Remarkably, a study by Escribano et al revealed that, when compared with the control group, children with severe AATD showed significantly increased levels of oxidative stress biomarkers and decreased levels of antioxidants, as expressed by lower total and reduced glutathione levels, decreased catalase activity, and increased glutathione peroxidase activity.188 These findings supported oxidative stress as a feature of AATD contributing to the risk of disease development late in life. Moreover, oxidation of AAT may lead to a loss of its anti-protease activity that is already lower in AATD, so the antioxidant potential in the treatment of emphysema patients with AATD needs to be considered.189
Until now there has been limited knowledge about the antioxidant status in AATD individuals, so the usefulness of antioxidant therapies remains to be investigated.
Conclusion
ROS are the natural consequence of aerobic metabolism and are important for basic cellular functions, including proliferation, inflammation, apoptosis, and gene expression. However, if the level of radicals exceeds that which the body can handle, then oxidative stress occurs. Factors increasing the production of reactive species can be internal, such as inflammation, or external such as pollution, UV exposure, xenobiotic compounds, and cigarette smoke.

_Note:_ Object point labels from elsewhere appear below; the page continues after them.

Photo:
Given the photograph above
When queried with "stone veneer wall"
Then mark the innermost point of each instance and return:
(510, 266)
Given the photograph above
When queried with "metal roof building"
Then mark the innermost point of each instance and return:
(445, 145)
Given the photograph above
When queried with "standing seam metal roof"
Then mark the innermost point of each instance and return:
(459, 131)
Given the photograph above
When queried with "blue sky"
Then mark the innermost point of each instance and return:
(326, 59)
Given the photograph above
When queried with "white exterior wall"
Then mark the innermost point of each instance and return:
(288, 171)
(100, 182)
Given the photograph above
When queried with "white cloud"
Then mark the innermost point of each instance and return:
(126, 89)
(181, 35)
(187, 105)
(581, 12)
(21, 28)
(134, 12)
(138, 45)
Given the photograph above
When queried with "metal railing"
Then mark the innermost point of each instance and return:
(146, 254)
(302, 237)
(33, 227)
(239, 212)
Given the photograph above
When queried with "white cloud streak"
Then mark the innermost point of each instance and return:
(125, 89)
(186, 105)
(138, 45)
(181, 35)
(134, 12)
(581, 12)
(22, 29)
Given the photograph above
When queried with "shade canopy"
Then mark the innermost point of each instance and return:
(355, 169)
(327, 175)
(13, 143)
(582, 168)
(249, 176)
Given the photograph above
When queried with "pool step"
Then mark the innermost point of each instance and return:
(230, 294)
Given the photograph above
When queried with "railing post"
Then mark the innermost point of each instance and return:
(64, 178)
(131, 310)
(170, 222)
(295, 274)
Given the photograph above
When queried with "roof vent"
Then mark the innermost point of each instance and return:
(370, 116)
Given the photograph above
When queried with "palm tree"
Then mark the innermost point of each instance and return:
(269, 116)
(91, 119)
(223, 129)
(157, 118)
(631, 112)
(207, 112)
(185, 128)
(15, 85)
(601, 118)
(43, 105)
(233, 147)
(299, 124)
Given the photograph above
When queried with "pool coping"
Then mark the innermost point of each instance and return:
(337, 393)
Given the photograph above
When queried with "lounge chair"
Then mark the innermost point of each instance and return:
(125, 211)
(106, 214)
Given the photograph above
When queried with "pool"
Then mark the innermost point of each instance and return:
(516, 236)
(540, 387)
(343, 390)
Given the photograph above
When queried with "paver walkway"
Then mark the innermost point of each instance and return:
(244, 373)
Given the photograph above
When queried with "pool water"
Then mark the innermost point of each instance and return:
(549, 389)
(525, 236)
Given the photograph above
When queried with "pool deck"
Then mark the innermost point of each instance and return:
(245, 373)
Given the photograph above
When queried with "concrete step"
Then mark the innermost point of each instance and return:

Many substances associated with oxidative stress increase during aging and in patients with chronic inflammatory diseases, like COPD. To protect the cells and organ systems against ROS, humans have evolved a highly sophisticated and complex internal and external antioxidant protection system. Preclinical studies and clinical trials suggest that antioxidants, such as small thiol molecules (N-acetyl-L-cysteine and carbocysteine), antioxidant enzymes (glutathione peroxidases), activators of Nrf2-regulated antioxidant defense system (sulforaphane), and vitamins, for example, C, E, and D, enhance the endogenous antioxidant system and reduce oxidative stress. Among important antioxidants are blood proteins, specifically albumin. Whether AAT is a significant contributor to the antioxidant protein pool in human blood remains to be investigated in more detail. Further basic and translational research is needed to identify individuals more susceptible to ROS damage, and to clarify whether ROS is an important target to treat COPD and AATD patients. This knowledge might be critically important for identifying patients who benefit most from the therapy with purified AAT protein and/or specific drugs with antioxidant potentials.
Abbreviations
reactive oxygen species, ROS; nicotinamide adenine dinucliotide phosphate hydrogen, NADPH; reactive nitrogen species, RNS; chronic obstructive pulmonary disease, COPD; manganese, Mn; Mn superoxide dismutase, MnSOD; nuclear factor erythroid-2-related factor, Nrf2; lipopolysaccharide, LPS; Beta-Carotene and Retinol Efficacy Trial, CARET; forced expiratory volume in 1 second, FEV1; myeloperoxidase, MPO, superoxide dismutase, SOD; cytoplasmic Cu-ZnSOD, SOD1; mitochondrial MnSOD, SOD2; glutathione peroxidases, GPXs; peroxiredoxins, Prxs; N-acetylcysteine, NAC; glutathione, GSH; coenzyme Q10, CoQ; uric acid, UR; human serum albumin, HAS; alpha-1 antitrypsin, AAT; methionine, Met; alpha-1 antitrypsin deficiency, AATD; endoplasmic reticulum, ER; all-trans retinoic acid, ATRA
Funding Statement
This study was supported by the National Science Center, Poland (grant 2015/17/B/NZ5/01370).